Aku pun tak tinggal diam. Langkah kami sudah setengah. Turun lagi tidak mungkin. Dipaksa naik, tapi motor bagaimana ? Jeep – jeep dan mobil yang lalu lalang masih sesekali melewati kami. Aku tidak kehabisan akal. Aku berusaha meminta pertolongan pada mereka. Setidaknya tumpangan untuk 1 orang teman dan 1 carrier besar yang berisi tenda bisa mengurangi beban kami. Setiap melihat secercah cahaya dari bawah aku segera berlari ketengah jalan raya melambaikan tangan. Berharap ada yang penuh kerelaan menolong kami di tengah hutan pagi ini memberi tumpangan sampai Cemoro Lawang. Tapi beberapa jeep berlalu begitu saja dengan kecepatannya tanpa mengindahkan kami. Ada 1 mobil pengangkut sayuran yang berhenti, bertanya dan kemudian ‘say good bye’ karena tidak dapat menolong kami dengan muatannya yang sudah penuh. Jerihku bercampur kesal, kenapa jeep-jeep yang mau ke atas tidak satupun sedikit menoleh  kepada kami. Memberi tumpangan hanya sampai perkampungan / rumah penduduk atau hanya sekadar bertanya dan mencarikan solusi atau apalah hal-hal kecil yang dapat menunjukkan kepedulian mereka. Aku dapat melihat dengan jelas kedalam jeep yang tanpa berpenumpang itu dengan bantuan lampu dalam mobil. Akkhh ,,, sesekali aku menggerutu. Tapi tak lama aku tersadarkan. Mungkin situasinya tidak memungkinkan. Ini ditengah hutan. Di gelapnya malam. Yaaa,, bisa jadi mereka memikirkan hal lain tentang kami. Sudahlah.

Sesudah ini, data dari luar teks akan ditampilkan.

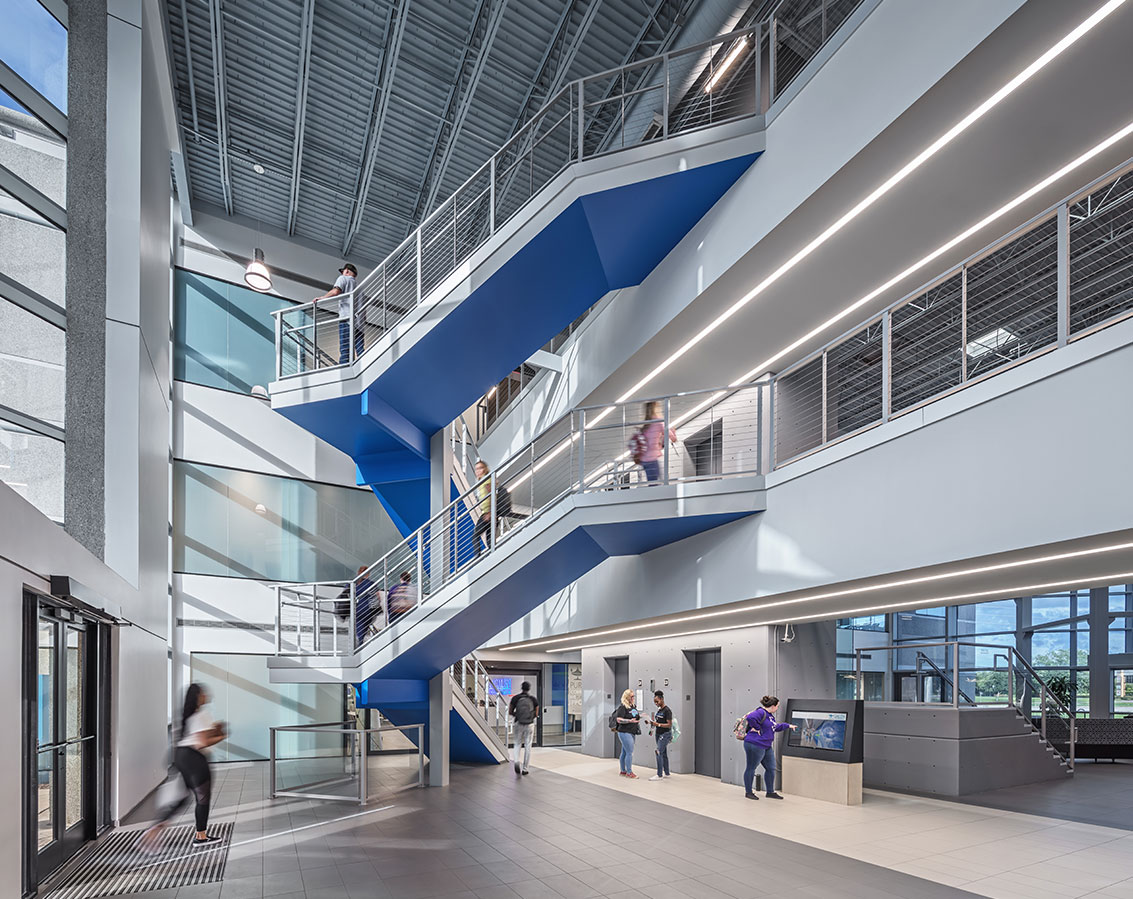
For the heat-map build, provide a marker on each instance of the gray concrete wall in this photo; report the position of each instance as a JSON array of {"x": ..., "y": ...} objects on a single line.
[
  {"x": 754, "y": 662},
  {"x": 953, "y": 752}
]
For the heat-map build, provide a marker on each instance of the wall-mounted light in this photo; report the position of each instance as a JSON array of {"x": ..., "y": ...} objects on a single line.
[{"x": 256, "y": 276}]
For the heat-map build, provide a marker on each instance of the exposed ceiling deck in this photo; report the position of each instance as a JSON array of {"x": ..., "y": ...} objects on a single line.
[{"x": 366, "y": 115}]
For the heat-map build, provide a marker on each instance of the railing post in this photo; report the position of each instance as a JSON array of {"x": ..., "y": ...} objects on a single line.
[
  {"x": 886, "y": 365},
  {"x": 955, "y": 675},
  {"x": 492, "y": 195},
  {"x": 1063, "y": 226},
  {"x": 581, "y": 116},
  {"x": 352, "y": 639},
  {"x": 420, "y": 566},
  {"x": 419, "y": 261}
]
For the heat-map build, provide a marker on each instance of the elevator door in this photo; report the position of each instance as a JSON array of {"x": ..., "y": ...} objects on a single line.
[
  {"x": 621, "y": 684},
  {"x": 707, "y": 713}
]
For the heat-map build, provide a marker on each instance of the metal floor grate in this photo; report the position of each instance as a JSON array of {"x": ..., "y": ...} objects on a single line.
[{"x": 119, "y": 867}]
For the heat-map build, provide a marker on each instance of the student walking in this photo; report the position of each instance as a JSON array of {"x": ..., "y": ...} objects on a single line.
[
  {"x": 647, "y": 446},
  {"x": 198, "y": 734},
  {"x": 758, "y": 745},
  {"x": 343, "y": 289},
  {"x": 627, "y": 718},
  {"x": 663, "y": 727},
  {"x": 524, "y": 709}
]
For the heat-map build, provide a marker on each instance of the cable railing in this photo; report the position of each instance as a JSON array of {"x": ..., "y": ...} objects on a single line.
[
  {"x": 727, "y": 78},
  {"x": 1021, "y": 687},
  {"x": 1055, "y": 279},
  {"x": 700, "y": 435}
]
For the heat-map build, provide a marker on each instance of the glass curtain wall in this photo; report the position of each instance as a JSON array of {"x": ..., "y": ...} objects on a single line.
[
  {"x": 33, "y": 248},
  {"x": 1050, "y": 630}
]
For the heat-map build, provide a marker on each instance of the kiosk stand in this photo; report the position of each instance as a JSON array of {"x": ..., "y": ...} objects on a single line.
[{"x": 823, "y": 757}]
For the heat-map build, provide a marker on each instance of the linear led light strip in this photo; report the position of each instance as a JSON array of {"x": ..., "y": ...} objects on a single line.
[
  {"x": 1016, "y": 591},
  {"x": 879, "y": 192},
  {"x": 756, "y": 604}
]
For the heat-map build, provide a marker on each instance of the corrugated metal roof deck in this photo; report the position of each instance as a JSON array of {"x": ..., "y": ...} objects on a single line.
[{"x": 483, "y": 66}]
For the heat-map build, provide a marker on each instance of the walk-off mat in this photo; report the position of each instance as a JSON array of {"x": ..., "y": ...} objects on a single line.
[{"x": 118, "y": 866}]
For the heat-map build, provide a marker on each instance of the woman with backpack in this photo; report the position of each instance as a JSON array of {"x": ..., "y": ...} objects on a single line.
[
  {"x": 759, "y": 730},
  {"x": 647, "y": 446},
  {"x": 625, "y": 719}
]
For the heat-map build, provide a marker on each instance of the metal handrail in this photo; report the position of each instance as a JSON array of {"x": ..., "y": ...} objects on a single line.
[
  {"x": 726, "y": 102},
  {"x": 588, "y": 455},
  {"x": 360, "y": 739}
]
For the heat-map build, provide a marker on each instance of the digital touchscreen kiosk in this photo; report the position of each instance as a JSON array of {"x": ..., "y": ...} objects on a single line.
[{"x": 818, "y": 730}]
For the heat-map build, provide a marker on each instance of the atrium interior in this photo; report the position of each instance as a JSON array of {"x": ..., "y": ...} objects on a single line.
[{"x": 505, "y": 448}]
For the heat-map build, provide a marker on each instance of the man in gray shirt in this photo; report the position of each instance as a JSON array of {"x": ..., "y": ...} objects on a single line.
[{"x": 343, "y": 289}]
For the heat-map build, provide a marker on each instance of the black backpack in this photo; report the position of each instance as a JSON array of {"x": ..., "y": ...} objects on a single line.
[
  {"x": 525, "y": 711},
  {"x": 503, "y": 501}
]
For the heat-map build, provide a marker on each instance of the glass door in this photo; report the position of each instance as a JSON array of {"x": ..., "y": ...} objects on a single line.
[{"x": 65, "y": 740}]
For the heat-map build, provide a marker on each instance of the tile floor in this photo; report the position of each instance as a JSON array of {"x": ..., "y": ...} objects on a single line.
[
  {"x": 990, "y": 851},
  {"x": 573, "y": 829}
]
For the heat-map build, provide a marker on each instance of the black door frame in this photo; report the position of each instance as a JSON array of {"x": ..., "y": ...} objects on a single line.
[{"x": 94, "y": 736}]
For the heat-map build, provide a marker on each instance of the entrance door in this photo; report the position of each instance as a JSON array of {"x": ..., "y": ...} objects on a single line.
[
  {"x": 707, "y": 713},
  {"x": 64, "y": 747},
  {"x": 621, "y": 684}
]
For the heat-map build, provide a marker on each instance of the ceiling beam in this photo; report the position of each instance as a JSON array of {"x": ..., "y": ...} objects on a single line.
[
  {"x": 300, "y": 112},
  {"x": 446, "y": 117},
  {"x": 220, "y": 93},
  {"x": 466, "y": 103},
  {"x": 383, "y": 90}
]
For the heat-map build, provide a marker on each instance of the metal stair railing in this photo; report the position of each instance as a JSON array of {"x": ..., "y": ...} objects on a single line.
[
  {"x": 652, "y": 100},
  {"x": 704, "y": 434}
]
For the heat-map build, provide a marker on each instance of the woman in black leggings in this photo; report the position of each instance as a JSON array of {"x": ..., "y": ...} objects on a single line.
[{"x": 198, "y": 732}]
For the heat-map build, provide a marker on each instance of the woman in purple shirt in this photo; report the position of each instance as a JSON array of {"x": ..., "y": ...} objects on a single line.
[{"x": 757, "y": 745}]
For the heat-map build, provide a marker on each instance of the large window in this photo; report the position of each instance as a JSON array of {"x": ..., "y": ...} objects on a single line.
[
  {"x": 33, "y": 247},
  {"x": 243, "y": 524},
  {"x": 223, "y": 333}
]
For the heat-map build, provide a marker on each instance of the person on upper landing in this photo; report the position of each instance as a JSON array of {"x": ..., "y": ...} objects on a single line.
[
  {"x": 343, "y": 289},
  {"x": 758, "y": 745},
  {"x": 653, "y": 432}
]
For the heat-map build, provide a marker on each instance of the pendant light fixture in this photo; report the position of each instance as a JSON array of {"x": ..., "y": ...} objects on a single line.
[{"x": 257, "y": 276}]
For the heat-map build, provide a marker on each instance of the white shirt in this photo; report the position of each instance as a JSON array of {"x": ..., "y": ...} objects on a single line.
[
  {"x": 198, "y": 722},
  {"x": 346, "y": 283}
]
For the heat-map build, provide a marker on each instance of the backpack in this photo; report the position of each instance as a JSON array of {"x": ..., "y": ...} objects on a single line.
[
  {"x": 741, "y": 727},
  {"x": 525, "y": 711},
  {"x": 638, "y": 446}
]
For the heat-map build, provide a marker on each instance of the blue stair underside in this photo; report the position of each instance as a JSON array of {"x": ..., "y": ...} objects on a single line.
[{"x": 599, "y": 243}]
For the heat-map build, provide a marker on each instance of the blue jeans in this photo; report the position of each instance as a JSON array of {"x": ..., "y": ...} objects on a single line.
[
  {"x": 663, "y": 740},
  {"x": 625, "y": 758},
  {"x": 757, "y": 755},
  {"x": 343, "y": 342}
]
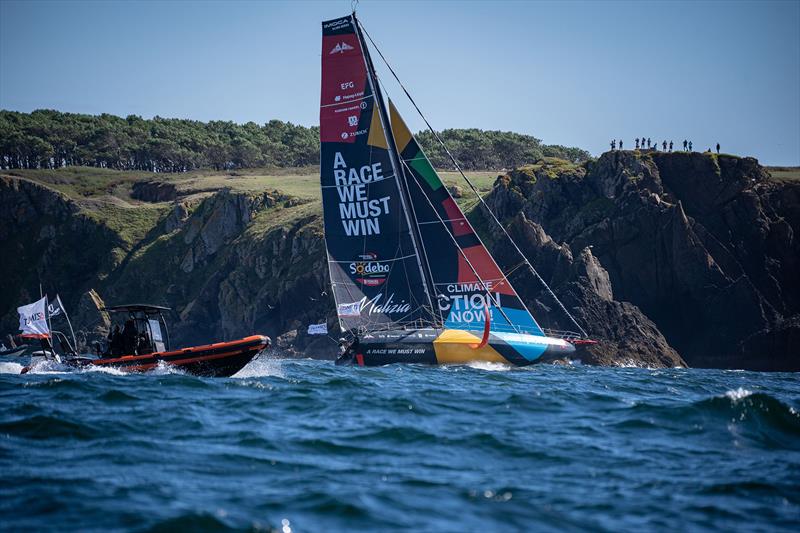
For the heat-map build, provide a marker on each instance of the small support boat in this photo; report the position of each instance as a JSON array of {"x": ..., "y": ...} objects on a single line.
[{"x": 143, "y": 344}]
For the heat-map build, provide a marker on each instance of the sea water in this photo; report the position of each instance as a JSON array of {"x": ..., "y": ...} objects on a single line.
[{"x": 303, "y": 445}]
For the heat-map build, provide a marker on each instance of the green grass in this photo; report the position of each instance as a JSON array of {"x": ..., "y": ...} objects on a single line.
[{"x": 132, "y": 224}]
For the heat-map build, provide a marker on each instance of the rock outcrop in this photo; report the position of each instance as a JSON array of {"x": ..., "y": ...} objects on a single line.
[
  {"x": 668, "y": 259},
  {"x": 703, "y": 244}
]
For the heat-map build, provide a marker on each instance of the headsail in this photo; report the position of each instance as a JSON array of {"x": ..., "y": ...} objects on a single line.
[
  {"x": 375, "y": 269},
  {"x": 461, "y": 295}
]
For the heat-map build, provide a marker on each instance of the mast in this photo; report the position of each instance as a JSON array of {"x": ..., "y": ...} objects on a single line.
[{"x": 416, "y": 239}]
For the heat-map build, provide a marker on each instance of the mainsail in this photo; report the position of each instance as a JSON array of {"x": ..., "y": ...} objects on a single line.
[
  {"x": 455, "y": 252},
  {"x": 376, "y": 270}
]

Akhirnya cara pertama kami tempuh. Satu motor 3 orang dan motor yang merengek dipaksa naik dengan beban 1 penumpang. Cukup membantu walau hanya bertahan beberapa saat. Tapi tidak setelah itu ban motor benar-benar tewas. Dorong. Ya ... itulah satu-satu cara yang tersisa. Oke ... aku tidak mau mengeluh . Ini tantangannya. Ini kenangan yang tak kan pernah bisa aku lupakan dan disinilah kisah itu akan selalu tertoreh. Dinikmati dan dijalani sahaja.
----
Saat-saat seperti ini aku mohon agar rasa kantuk tidak menghampiriku. Olahraga pagi ini mendorong motor dijalanan tanjakan sampai menuju Cemoro Lawang aku anggap sebagai pelatihan pendakian.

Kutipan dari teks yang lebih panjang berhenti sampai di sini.